Wicked Little Letters (R) ★★½

Review Date: April 6th, 2024

As a comedy, Wicked Little Letters hits many of the right notes, although the satirical elements are often presented too bluntly to lacerate with maximum effect. As a mystery, however, it is less than impressive. The whodunnit? aspect is revealed quite early (and isn't hard to guess) and the investigation is plodding and uninvolving. Ultimately, more heavy lifting is done by the actors - especially Jessie Buckley and Olivia Colman - than the screenplay. They're up to the task but even their efforts can only elevate the material so far. It feels a lot like one of those middle-of-the-road art house films from the 1990s.

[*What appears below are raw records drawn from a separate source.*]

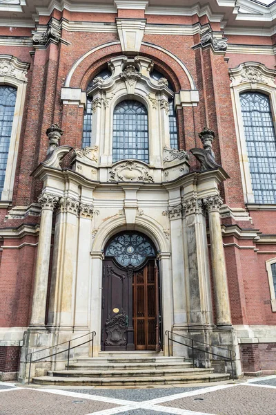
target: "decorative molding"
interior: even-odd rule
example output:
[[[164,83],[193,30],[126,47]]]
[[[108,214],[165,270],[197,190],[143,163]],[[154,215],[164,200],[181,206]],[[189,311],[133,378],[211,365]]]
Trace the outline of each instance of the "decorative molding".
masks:
[[[59,208],[62,213],[79,214],[79,201],[68,196],[63,196],[59,200]]]
[[[29,66],[29,64],[21,62],[14,56],[0,55],[0,77],[11,77],[26,82]]]
[[[211,46],[215,52],[225,53],[227,50],[227,37],[215,37],[212,30],[204,33],[200,39],[202,48]]]
[[[175,205],[169,206],[166,210],[162,212],[164,216],[168,216],[170,219],[180,219],[181,218],[182,206],[181,205]]]
[[[61,40],[61,30],[58,20],[51,18],[45,31],[32,30],[34,46],[45,48],[50,42],[58,44]]]
[[[264,64],[259,62],[240,64],[236,68],[229,69],[229,76],[232,87],[245,83],[263,84],[276,87],[276,71],[269,69]]]
[[[59,197],[50,193],[41,193],[39,196],[38,202],[41,206],[42,210],[54,210],[59,203]]]
[[[203,203],[208,213],[211,212],[218,212],[219,213],[220,208],[224,204],[224,202],[218,194],[216,194],[204,198]]]
[[[157,100],[156,98],[152,98],[149,93],[147,95],[147,97],[149,99],[149,100],[150,101],[150,102],[152,105],[153,109],[156,109],[157,108],[157,105],[158,105]]]
[[[79,203],[79,214],[83,218],[92,219],[94,216],[94,206],[87,203]]]
[[[95,113],[97,108],[101,108],[101,98],[95,98],[91,102],[92,105],[92,111],[94,113]]]
[[[46,135],[49,139],[49,147],[55,149],[59,146],[59,142],[63,130],[59,128],[57,124],[52,124],[51,127],[47,129]]]
[[[160,108],[161,109],[164,109],[166,113],[168,116],[168,113],[170,112],[170,105],[167,100],[165,100],[164,98],[160,100]]]
[[[98,163],[99,147],[97,145],[86,147],[83,149],[75,149],[73,154],[80,158],[86,157],[91,161]]]
[[[201,199],[193,197],[182,202],[182,212],[184,217],[190,214],[201,214],[203,212],[203,203]]]
[[[117,30],[123,52],[140,51],[146,19],[116,19]]]
[[[185,150],[177,150],[166,146],[163,147],[163,158],[164,163],[170,163],[175,160],[188,160],[189,155]]]
[[[133,160],[128,160],[112,167],[109,172],[109,182],[143,182],[154,183],[153,177],[150,174],[149,169],[142,163]]]

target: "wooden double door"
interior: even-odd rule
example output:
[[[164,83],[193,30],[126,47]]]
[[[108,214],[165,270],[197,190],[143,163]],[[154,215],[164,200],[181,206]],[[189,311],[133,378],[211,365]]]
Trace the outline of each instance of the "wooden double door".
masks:
[[[155,259],[138,270],[103,261],[102,350],[159,350],[158,287]]]

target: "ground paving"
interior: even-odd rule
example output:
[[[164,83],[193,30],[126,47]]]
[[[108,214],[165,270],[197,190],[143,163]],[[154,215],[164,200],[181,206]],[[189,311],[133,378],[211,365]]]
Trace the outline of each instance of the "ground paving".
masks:
[[[276,415],[276,376],[211,385],[99,389],[0,382],[0,415]]]

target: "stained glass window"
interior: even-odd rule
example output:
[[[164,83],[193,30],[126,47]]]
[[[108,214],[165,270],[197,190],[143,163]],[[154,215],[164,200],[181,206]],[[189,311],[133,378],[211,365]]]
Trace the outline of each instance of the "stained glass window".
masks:
[[[148,257],[155,256],[150,241],[139,233],[116,235],[106,249],[106,257],[112,257],[123,266],[137,267]]]
[[[256,203],[276,203],[276,137],[269,97],[240,95],[252,188]]]
[[[118,104],[113,115],[113,163],[125,158],[148,163],[148,112],[131,100]]]
[[[178,149],[177,114],[173,101],[169,102],[168,120],[170,126],[170,145],[172,149]]]
[[[273,279],[274,292],[276,297],[276,262],[271,265],[272,277]]]
[[[16,99],[16,88],[0,86],[0,196],[4,186]]]

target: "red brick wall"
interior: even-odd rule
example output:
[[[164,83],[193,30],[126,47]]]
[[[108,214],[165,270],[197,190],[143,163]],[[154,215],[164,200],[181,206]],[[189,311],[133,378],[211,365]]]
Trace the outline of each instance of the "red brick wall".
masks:
[[[0,371],[17,371],[20,349],[19,346],[0,346]]]

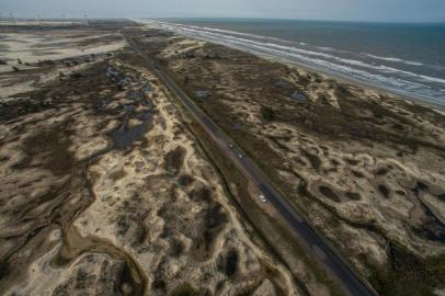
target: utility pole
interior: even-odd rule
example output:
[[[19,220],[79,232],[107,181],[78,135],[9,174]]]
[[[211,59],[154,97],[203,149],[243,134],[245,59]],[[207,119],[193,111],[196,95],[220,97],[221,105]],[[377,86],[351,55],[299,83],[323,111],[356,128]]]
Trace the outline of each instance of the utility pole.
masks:
[[[11,19],[11,23],[18,24],[18,20],[14,18],[14,14],[12,12],[9,13],[9,16]]]

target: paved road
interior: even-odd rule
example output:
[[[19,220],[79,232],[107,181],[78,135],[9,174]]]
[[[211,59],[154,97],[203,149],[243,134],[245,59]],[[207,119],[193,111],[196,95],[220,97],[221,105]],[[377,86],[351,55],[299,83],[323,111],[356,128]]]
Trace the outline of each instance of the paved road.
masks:
[[[151,66],[167,88],[185,105],[194,118],[204,127],[204,129],[217,143],[222,152],[253,182],[264,194],[267,201],[281,213],[288,227],[296,234],[316,259],[333,274],[342,285],[345,293],[354,296],[375,295],[367,284],[363,283],[344,263],[344,261],[326,243],[317,232],[298,215],[293,206],[284,198],[270,183],[267,178],[258,169],[253,162],[238,148],[231,148],[232,141],[222,133],[204,112],[189,98],[189,95],[176,86],[176,83],[161,69],[159,65],[152,61],[142,53],[134,41],[127,38],[133,48]],[[242,156],[242,157],[239,157]]]

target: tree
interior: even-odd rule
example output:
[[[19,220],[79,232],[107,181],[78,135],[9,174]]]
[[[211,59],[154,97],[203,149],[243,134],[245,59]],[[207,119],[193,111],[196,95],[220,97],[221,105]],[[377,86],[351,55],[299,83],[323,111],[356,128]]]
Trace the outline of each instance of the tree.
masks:
[[[270,106],[261,106],[261,115],[263,115],[265,121],[275,119],[275,111]]]

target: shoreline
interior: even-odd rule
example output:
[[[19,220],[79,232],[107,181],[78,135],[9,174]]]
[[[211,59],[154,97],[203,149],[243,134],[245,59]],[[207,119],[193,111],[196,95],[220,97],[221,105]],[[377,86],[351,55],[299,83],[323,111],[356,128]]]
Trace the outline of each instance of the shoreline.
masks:
[[[384,87],[384,86],[373,83],[370,81],[365,81],[365,80],[362,80],[362,79],[347,77],[345,75],[338,73],[338,72],[334,72],[334,71],[330,71],[328,69],[321,69],[319,67],[307,65],[307,64],[301,62],[301,61],[295,61],[295,60],[289,60],[289,59],[286,59],[286,58],[279,58],[279,57],[276,57],[274,55],[255,52],[255,50],[242,47],[242,46],[231,46],[231,45],[225,44],[222,42],[218,43],[216,41],[209,41],[209,39],[204,38],[204,37],[182,34],[182,33],[179,33],[179,32],[173,31],[173,30],[168,30],[166,27],[160,27],[158,25],[157,21],[139,20],[139,19],[132,19],[130,21],[134,21],[134,22],[142,24],[142,25],[147,25],[148,27],[151,27],[151,29],[172,32],[178,36],[185,36],[187,38],[201,39],[201,41],[205,41],[205,42],[208,42],[208,43],[218,44],[218,45],[221,45],[221,46],[226,46],[228,48],[233,48],[233,49],[238,49],[238,50],[241,50],[241,52],[244,52],[244,53],[249,53],[249,54],[259,56],[261,58],[270,59],[272,61],[279,62],[279,64],[283,64],[283,65],[288,66],[288,67],[296,67],[296,68],[300,68],[300,69],[303,69],[305,71],[316,72],[318,75],[322,75],[322,76],[324,76],[327,78],[331,78],[331,79],[336,80],[339,82],[354,84],[354,86],[361,87],[363,89],[367,89],[367,90],[370,90],[370,91],[378,92],[379,94],[387,94],[387,95],[396,96],[396,98],[401,99],[403,101],[407,101],[409,103],[414,103],[414,104],[419,104],[419,105],[422,105],[422,106],[425,106],[425,107],[430,107],[435,112],[438,112],[441,114],[445,114],[445,103],[444,104],[436,103],[436,102],[434,102],[434,99],[431,99],[431,98],[421,96],[421,95],[412,94],[412,93],[409,93],[409,92],[403,92],[401,90],[399,91],[399,90],[396,90],[396,89],[387,88],[387,87]]]

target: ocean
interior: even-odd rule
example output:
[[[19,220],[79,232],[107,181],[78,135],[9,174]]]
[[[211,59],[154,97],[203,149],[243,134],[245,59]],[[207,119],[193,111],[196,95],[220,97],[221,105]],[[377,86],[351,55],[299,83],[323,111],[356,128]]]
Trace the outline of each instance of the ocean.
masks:
[[[445,105],[445,23],[170,19],[157,24]]]

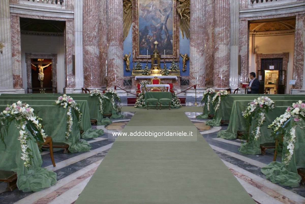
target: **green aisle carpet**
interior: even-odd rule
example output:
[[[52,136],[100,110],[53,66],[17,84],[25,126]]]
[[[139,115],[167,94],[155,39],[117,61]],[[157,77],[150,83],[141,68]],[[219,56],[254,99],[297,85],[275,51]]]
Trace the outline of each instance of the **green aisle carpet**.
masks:
[[[140,109],[141,110],[141,109]],[[174,132],[194,125],[182,112],[138,112],[124,128]],[[255,203],[197,132],[196,141],[124,141],[118,137],[76,204]]]

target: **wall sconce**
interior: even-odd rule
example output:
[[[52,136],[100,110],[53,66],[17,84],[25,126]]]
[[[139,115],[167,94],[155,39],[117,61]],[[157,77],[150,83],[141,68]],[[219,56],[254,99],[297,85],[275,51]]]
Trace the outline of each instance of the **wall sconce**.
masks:
[[[5,46],[2,44],[2,42],[0,42],[0,53],[1,53],[1,54],[3,53],[3,51],[2,51],[2,49],[5,47]]]

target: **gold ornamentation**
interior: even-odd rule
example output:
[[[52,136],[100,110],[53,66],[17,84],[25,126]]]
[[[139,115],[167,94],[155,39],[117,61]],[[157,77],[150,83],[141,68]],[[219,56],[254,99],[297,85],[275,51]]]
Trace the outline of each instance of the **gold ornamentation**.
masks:
[[[132,22],[132,0],[123,0],[123,40],[128,35]]]
[[[130,71],[130,68],[129,65],[130,64],[130,61],[129,61],[129,57],[130,57],[130,52],[129,52],[129,55],[125,54],[124,56],[124,60],[126,61],[126,71]]]
[[[183,68],[182,69],[182,71],[186,71],[186,61],[189,60],[190,58],[188,55],[188,54],[186,53],[184,55],[180,54],[180,55],[183,58],[182,62],[183,65]]]
[[[191,36],[190,29],[191,0],[177,0],[180,4],[177,6],[176,9],[180,16],[180,29],[182,37],[184,38],[184,34],[188,39]]]
[[[0,42],[0,52],[1,52],[1,54],[3,53],[2,49],[5,47],[5,46],[2,44],[2,42]]]

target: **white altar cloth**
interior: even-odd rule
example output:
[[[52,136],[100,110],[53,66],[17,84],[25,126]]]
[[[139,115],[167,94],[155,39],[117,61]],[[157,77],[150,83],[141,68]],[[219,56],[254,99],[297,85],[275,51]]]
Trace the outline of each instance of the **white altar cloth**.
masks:
[[[151,78],[156,76],[159,78],[174,78],[176,80],[178,79],[177,76],[136,76],[135,80],[138,78]]]
[[[142,90],[142,85],[140,86],[140,90]],[[170,85],[169,84],[146,84],[146,87],[147,88],[152,87],[167,87],[167,92],[170,91]]]

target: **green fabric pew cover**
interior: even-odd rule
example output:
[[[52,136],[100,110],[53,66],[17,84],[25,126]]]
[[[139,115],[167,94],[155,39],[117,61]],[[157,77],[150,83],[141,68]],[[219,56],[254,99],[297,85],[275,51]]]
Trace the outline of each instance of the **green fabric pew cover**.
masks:
[[[54,94],[57,94],[55,95]],[[103,115],[99,112],[99,104],[98,99],[95,97],[90,96],[89,94],[67,94],[72,97],[75,100],[85,100],[88,101],[90,119],[96,120],[98,125],[109,125],[111,123],[109,118],[104,119]],[[53,100],[54,102],[57,98],[62,94],[2,94],[0,96],[0,100],[12,99],[20,100]],[[112,114],[114,112],[112,105],[110,101],[108,101],[105,105],[104,109],[104,114]],[[115,111],[114,111],[115,112]],[[121,117],[121,116],[120,115]],[[117,116],[116,117],[117,117]]]
[[[18,100],[2,100],[0,97],[0,105],[7,105],[16,103]],[[23,100],[23,103],[25,103],[30,106],[34,105],[52,105],[55,104],[54,100]],[[94,129],[91,126],[89,113],[89,107],[87,100],[76,100],[80,104],[79,108],[82,114],[80,129],[84,131],[81,134],[81,138],[84,139],[95,138],[104,134],[104,131],[101,129]]]
[[[210,126],[220,126],[222,120],[228,120],[231,115],[231,112],[235,100],[253,101],[259,96],[258,94],[244,94],[244,96],[239,96],[242,94],[230,94],[223,97],[220,103],[219,108],[214,115],[212,120],[208,120],[206,122],[207,125]],[[251,96],[249,96],[251,95]],[[292,96],[290,95],[261,95],[260,96],[267,96],[273,100],[294,100],[297,101],[299,100],[305,100],[305,95],[299,95]]]
[[[287,129],[291,127],[291,121]],[[272,162],[266,166],[261,169],[262,173],[266,178],[272,183],[278,183],[283,186],[293,188],[300,185],[301,177],[298,174],[299,168],[305,167],[305,131],[297,127],[296,129],[296,137],[294,151],[290,162],[286,166],[283,162],[285,151],[282,152],[282,162]],[[284,140],[284,146],[286,141]]]
[[[5,108],[0,108],[2,111]],[[32,150],[32,165],[28,169],[24,166],[24,161],[21,158],[22,152],[20,142],[18,139],[19,131],[13,121],[9,127],[7,134],[5,136],[5,144],[0,140],[0,170],[16,172],[17,187],[24,192],[39,191],[55,185],[56,173],[41,167],[42,160],[38,146],[33,136],[27,142]]]
[[[87,141],[80,140],[81,134],[76,115],[72,111],[73,124],[72,131],[67,140],[66,139],[66,110],[55,105],[33,105],[34,112],[42,118],[41,123],[46,134],[52,137],[54,142],[64,142],[69,145],[71,152],[88,151],[91,148]],[[0,111],[2,111],[6,105],[0,105]]]

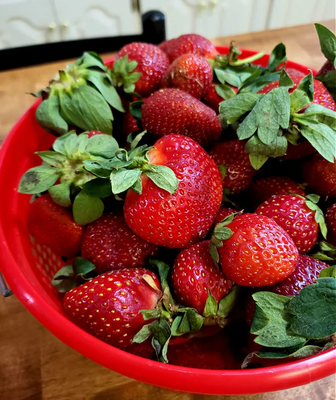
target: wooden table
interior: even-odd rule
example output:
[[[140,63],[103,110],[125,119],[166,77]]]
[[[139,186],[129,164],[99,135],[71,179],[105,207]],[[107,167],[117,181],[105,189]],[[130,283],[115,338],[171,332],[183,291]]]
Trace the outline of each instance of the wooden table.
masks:
[[[335,21],[325,24],[335,31]],[[324,62],[313,24],[219,38],[217,45],[269,52],[283,41],[288,58],[318,69]],[[104,55],[107,57],[111,54]],[[34,102],[35,92],[64,63],[56,62],[0,72],[0,142]],[[173,392],[125,378],[85,358],[55,338],[14,297],[0,295],[0,399],[3,400],[332,400],[335,377],[276,393],[210,397]]]

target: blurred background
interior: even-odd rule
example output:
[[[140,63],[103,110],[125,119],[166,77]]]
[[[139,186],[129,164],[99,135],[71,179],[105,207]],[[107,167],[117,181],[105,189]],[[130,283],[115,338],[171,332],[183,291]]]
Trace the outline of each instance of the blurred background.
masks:
[[[211,38],[318,22],[334,18],[335,7],[335,0],[0,0],[0,68],[29,65],[32,52],[37,63],[41,49],[52,61],[137,39],[157,43],[191,32]]]

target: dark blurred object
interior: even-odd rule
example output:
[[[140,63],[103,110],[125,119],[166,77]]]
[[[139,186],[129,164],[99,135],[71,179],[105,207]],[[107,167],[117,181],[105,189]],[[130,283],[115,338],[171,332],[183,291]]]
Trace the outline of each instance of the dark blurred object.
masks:
[[[119,50],[130,42],[158,44],[166,38],[164,15],[149,11],[142,15],[141,35],[97,37],[48,43],[0,50],[0,71],[79,57],[83,51],[102,53]]]

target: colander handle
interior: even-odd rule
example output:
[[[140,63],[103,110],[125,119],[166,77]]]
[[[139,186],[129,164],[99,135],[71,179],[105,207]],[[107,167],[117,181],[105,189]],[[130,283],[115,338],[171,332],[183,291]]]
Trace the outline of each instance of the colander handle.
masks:
[[[1,292],[2,296],[4,297],[9,297],[13,294],[13,292],[7,287],[6,282],[4,281],[4,279],[2,276],[2,274],[0,271],[0,292]]]

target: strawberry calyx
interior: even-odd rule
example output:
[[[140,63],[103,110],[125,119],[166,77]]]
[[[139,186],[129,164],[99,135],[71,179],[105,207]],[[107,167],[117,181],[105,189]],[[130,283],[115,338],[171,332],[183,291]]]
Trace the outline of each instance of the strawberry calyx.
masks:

The story transpires in post-WWI rural England and focuses on next-door neighbors Edith Swan (Olivia Colman), a middle-age unmarried Christian who lives with her parents, and Rose Gooding (Jessie Buckley), a war widow with a young daughter and a penchant for profane tirades. The unlikely friendship between the two very different women is sundered when Child Protective Services call on Rose to check on the well-being of Nancy (Alisha Weir); Rose suspects Edith of having reported her as an unfit mother. Shortly thereafter, Edith receives the first of many “wicked little letters” - anonymous, hateful missives full of vulgar insults. Edith's domineering father, Edward (Timothy Spall), demands action from the local police - Constable Papperwick (Hugh Skinner), Chief Constable Spedding (Paul Chahidi), and Woman Police Officer Gladys Moss (Anjana Vasan). Although Gladys thinks the charges are ludicrous, Spedding and Papperwick arrest Rose on suspicion of having sent the letters based on nothing more than Edward's unfounded accusation and Edith's reluctant testimony.

Wicked Little Letters is as interested in skewering early 20th century morality as it is in telling an interesting story. Papperwick and Spedding are caricatures. Edward has no redeeming qualities. Anyone with liberal ideals is lionized. After a while, this gets in the way of story development and pretty much gives away the “mystery” long before it is explicitly revealed. The movie takes the approach that anyone holding Christian beliefs is a hypocrite and anyone embracing progressive viewpoints related to feminism is heroic. Although Jonny Sweet's screenplay scores some points and generates a few laughs, it loses sight of the characters along the way.

The two central figures, Edith and Rose, are sufficiently fascinating to justify the movie. Edith, a sad figure warped by her domineering father, has given up her own hopes of marriage and motherhood. Rose's freedom from the shackles of convention is seductive but she lacks the backbone to yield to it. Lead actresses Olivia Colman and Jessie Buckley (who previously collaborated by playing the same character during different time frames in Maggie Gyllenhaal's The Lost Daughter) give intense, committed performances that imbue their characters with greater humanity than what's apparent in the writing. Buckley in particular shines; Rose's cocky, take-no-shit attitude is a breath of fresh air whooshing through the town's conservative stuffiness. The third main character, Anjana Vasan's Police Officer Gladys Moss, is sadly one-dimensional. All we know about her is that she joined the police force to honor her late father and she's viewed as being a subordinate to her male co-workers. They are stupid and preening; she is smart, motivated, and self-effacing.

Director Thea Sharrock has made a Valentine to female empowerment and freedom of expression during an age characterized chauvinism and misogyny. And, when it comes to the title objects, we're reminded of the timelessness and universality of anonymous hatred. Today, it's Social Media. Yesterday, it was e-mail. Last century, it was letters. The performances of Buckley and Colman rescue much of what's salvageable in the narrative and there's some interest in how the truth will be revealed but the movie isn't as funny as it need to be for the satirical elements to work.